“You just need to stay 20 minutes ahead of everyone else,” a quote from a fellow AI enthusiast about trying to teach a topic you’ve only just learned.
In January, I watched a video by Riley Brown in which he offered an open invite to content creation community he was starting. Having just attempted to find such a group on Google a few weeks prior, I jumped at the opportunity. Riley wanted to create a free community where people could work together and level up their AI skills in content creation and automation skills, and me, I love free things.
I joined with an interest in everything image, video, and audio related because DIY book marketing requires wearing all the hats. But once I was in the community, I started paying attention to the automation work flows because I like learning and I could see the benefit. However, as Riley began focusing more on automation, I wanted to return to experimenting with the creative tooling because that’s where I got the most delight. I also wanted to help build the community and normalize sharing less-than-perfect outputs because the speed at which new AI technologies hit the consumer market makes it almost impossible to stay on top of everything, especially if you have anything else going on in your life. You spend a couple weeks learning a new technology and then another tool comes out that negates two steps of what you’ve just mastered. We can learn on our own, but in this rapidly-changing environment, I see it equally as valuable to learn from one another and therefore avoid common mistakes. However, that means sharing your process and admitting when you don’t know what you’re doing. That can be hard for some people, especially when you’re doing it in front of a bunch of strangers on the internet.
Luckily, as a principal product designer, I don’t have a problem sharing process. I’m used to starting with rough designs and working my way towards a polished solution with multiple iterations and lots of feedback. So I offered to run a series of events on image prompting and how one might integrate it into design workflows.
> Event Series Description: Starting with a logo for a fictional product, we’ll carry image generation from ideation to scalable vector, which we will then apply to AI generated product imagery through photo editing. Along the way, we’ll establish a color palette, prompt for website copy and generate secondary visuals that can all be tied together in a codeless website builder.

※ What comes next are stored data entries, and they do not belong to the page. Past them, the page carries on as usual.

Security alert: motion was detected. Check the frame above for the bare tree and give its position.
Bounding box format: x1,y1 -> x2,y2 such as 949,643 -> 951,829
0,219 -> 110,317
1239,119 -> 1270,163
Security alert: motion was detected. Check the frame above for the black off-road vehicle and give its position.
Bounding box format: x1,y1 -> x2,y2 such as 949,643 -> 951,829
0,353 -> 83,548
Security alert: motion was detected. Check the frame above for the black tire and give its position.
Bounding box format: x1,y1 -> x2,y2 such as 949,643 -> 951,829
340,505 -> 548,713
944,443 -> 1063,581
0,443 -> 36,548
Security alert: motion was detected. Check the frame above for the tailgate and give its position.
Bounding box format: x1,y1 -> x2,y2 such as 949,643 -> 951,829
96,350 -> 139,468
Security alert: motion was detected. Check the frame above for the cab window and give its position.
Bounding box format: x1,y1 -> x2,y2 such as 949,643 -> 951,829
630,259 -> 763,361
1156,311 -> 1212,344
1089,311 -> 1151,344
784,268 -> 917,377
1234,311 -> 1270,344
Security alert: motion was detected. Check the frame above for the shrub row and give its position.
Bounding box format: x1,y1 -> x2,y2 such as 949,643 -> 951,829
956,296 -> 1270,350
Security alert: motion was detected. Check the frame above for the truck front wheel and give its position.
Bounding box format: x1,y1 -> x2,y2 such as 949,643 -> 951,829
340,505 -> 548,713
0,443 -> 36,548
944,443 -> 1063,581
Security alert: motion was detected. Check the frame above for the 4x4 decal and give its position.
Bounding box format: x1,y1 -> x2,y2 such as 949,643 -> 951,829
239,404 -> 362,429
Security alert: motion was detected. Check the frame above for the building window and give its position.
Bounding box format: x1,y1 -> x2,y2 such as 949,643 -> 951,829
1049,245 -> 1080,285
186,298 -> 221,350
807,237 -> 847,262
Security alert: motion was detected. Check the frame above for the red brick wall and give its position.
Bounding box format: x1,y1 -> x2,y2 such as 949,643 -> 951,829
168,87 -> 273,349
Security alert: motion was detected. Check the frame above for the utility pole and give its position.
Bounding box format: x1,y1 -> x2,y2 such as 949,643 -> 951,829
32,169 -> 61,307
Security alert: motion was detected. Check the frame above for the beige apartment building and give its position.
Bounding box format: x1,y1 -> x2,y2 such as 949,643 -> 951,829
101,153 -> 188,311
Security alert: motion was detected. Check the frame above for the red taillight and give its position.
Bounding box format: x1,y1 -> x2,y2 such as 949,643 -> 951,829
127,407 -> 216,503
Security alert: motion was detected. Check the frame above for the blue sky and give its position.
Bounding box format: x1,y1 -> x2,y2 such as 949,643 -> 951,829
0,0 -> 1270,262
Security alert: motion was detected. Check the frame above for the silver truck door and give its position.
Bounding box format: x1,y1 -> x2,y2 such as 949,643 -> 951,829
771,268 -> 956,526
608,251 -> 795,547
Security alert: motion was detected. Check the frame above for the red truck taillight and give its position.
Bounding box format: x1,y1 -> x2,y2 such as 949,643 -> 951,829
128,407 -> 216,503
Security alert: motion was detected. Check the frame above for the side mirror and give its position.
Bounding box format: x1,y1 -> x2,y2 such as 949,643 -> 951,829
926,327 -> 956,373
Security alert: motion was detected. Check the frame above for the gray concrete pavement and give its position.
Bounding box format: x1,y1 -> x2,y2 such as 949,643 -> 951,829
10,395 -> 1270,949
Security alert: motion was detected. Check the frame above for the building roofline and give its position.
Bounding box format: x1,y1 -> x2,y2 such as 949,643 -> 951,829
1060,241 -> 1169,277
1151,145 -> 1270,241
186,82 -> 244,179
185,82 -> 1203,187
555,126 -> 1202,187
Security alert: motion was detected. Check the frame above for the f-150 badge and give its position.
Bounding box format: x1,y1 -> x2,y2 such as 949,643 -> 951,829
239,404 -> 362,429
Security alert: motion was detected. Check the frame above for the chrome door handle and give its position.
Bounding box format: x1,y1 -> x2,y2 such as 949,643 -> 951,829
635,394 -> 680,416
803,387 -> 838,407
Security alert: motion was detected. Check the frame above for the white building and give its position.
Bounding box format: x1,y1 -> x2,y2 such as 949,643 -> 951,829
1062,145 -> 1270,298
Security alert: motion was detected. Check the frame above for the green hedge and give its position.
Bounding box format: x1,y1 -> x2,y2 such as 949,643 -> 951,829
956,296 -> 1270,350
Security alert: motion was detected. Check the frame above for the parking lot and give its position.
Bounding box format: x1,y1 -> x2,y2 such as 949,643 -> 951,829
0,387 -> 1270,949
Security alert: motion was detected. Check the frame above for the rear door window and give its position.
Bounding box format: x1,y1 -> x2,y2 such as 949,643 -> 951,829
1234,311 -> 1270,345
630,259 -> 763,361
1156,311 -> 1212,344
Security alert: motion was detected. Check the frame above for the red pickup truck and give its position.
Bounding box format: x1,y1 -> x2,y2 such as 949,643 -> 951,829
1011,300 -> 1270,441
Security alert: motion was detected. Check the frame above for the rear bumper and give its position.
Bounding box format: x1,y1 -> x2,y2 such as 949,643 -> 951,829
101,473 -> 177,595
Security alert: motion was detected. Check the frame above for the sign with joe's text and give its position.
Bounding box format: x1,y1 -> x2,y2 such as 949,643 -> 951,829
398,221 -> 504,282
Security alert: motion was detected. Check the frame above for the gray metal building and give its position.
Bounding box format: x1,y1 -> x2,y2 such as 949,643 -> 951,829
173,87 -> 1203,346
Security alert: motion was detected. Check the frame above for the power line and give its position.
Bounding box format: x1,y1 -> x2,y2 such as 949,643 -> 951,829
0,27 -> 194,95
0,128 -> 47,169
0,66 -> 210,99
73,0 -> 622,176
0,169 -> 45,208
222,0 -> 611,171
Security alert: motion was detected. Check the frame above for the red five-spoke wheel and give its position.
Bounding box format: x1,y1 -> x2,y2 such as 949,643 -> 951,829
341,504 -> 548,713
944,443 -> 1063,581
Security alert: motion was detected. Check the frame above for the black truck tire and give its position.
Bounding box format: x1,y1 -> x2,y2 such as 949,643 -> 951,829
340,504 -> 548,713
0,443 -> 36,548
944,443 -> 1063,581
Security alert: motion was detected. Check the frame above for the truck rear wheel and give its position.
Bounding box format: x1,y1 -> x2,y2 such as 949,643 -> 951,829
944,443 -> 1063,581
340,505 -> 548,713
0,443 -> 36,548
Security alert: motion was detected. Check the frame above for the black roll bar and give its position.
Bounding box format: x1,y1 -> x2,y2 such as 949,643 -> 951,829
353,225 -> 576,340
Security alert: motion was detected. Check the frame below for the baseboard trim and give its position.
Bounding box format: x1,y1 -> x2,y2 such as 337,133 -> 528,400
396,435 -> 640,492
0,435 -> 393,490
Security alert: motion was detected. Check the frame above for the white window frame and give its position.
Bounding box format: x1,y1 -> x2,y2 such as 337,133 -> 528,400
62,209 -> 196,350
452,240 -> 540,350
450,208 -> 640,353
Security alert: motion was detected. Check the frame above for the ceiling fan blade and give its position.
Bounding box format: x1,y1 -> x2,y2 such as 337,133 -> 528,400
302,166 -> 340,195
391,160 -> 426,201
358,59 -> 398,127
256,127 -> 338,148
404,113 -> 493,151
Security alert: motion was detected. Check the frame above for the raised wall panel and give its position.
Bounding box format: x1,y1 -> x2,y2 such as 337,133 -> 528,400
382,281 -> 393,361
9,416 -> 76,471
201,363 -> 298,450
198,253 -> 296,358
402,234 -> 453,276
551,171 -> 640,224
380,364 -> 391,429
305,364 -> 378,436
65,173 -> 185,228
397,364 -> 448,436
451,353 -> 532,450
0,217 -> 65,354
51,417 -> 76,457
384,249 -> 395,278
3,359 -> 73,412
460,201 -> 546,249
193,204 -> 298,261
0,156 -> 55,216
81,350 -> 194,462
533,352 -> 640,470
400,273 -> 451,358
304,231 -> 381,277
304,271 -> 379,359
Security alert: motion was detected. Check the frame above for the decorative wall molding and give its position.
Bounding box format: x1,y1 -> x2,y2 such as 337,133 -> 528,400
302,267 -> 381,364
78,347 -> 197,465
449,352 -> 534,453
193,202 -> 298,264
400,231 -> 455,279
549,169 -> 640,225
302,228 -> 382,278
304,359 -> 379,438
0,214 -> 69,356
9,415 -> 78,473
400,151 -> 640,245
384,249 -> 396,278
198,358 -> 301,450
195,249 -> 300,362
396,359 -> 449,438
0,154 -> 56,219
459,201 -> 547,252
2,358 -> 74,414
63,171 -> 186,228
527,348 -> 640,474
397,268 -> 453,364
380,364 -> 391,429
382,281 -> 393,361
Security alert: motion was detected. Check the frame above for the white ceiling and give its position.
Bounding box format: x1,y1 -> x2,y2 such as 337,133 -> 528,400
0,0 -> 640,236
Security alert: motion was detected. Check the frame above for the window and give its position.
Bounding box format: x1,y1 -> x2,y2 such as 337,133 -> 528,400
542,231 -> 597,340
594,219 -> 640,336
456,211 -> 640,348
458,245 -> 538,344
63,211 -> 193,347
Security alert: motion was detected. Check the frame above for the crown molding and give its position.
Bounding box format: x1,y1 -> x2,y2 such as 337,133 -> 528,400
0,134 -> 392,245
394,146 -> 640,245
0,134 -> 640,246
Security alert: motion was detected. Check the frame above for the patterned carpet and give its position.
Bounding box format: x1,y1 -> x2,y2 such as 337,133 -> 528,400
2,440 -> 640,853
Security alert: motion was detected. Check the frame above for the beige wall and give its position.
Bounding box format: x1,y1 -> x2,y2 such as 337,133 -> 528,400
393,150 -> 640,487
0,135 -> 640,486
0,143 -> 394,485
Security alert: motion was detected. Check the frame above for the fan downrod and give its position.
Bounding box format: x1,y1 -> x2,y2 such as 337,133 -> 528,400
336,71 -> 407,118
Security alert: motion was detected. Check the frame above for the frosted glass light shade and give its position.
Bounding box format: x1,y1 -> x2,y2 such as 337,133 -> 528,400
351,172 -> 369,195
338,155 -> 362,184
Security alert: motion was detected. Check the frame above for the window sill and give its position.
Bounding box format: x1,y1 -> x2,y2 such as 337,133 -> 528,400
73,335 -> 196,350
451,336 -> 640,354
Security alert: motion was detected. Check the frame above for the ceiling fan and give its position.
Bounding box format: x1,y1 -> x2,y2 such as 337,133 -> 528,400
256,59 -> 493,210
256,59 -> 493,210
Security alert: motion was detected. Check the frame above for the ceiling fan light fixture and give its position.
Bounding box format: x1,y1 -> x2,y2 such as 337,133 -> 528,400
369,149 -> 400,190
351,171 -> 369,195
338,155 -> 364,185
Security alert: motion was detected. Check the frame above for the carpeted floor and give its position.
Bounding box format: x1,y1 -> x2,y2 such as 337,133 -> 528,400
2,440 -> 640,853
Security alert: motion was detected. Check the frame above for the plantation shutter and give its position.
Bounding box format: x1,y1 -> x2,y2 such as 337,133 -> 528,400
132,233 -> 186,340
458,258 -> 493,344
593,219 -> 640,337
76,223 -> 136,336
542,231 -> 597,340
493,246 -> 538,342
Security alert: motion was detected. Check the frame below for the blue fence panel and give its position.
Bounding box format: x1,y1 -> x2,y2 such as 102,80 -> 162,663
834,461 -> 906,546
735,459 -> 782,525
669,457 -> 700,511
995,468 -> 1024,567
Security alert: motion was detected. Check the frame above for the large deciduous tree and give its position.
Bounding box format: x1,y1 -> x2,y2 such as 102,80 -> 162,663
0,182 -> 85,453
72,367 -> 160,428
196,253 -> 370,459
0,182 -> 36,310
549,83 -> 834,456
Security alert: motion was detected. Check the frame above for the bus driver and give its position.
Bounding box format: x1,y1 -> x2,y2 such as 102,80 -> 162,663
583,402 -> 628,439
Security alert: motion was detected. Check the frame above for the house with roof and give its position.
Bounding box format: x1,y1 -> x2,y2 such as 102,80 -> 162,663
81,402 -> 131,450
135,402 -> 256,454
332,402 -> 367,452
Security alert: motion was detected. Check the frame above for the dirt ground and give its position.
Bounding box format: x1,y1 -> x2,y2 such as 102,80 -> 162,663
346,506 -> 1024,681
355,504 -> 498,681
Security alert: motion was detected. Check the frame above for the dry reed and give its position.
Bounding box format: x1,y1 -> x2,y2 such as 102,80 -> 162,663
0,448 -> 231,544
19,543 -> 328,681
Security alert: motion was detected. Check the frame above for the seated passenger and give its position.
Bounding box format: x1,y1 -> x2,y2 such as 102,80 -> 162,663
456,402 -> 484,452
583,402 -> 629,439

I thought I had a pretty good grasp of image prompting before I started the series, but I ended up learning so much more along the way. Up until my presentation, I had predominantly used Midjourney for personal projects. (Side note: This is all on me. My employer does not sanction Midjourney due to the potential copyright violations involved in the training data.) But Midjourney costs money and I certainly didn’t want to gate-keep AI image generation for other members of the community just because I could afford the paid subscription. This forced me to learn other engines (Stable Diffusion, DALLE 3) simply so I could teach other people. But by learning multiple systems, I began to understand their differences and when you might want to use one over another.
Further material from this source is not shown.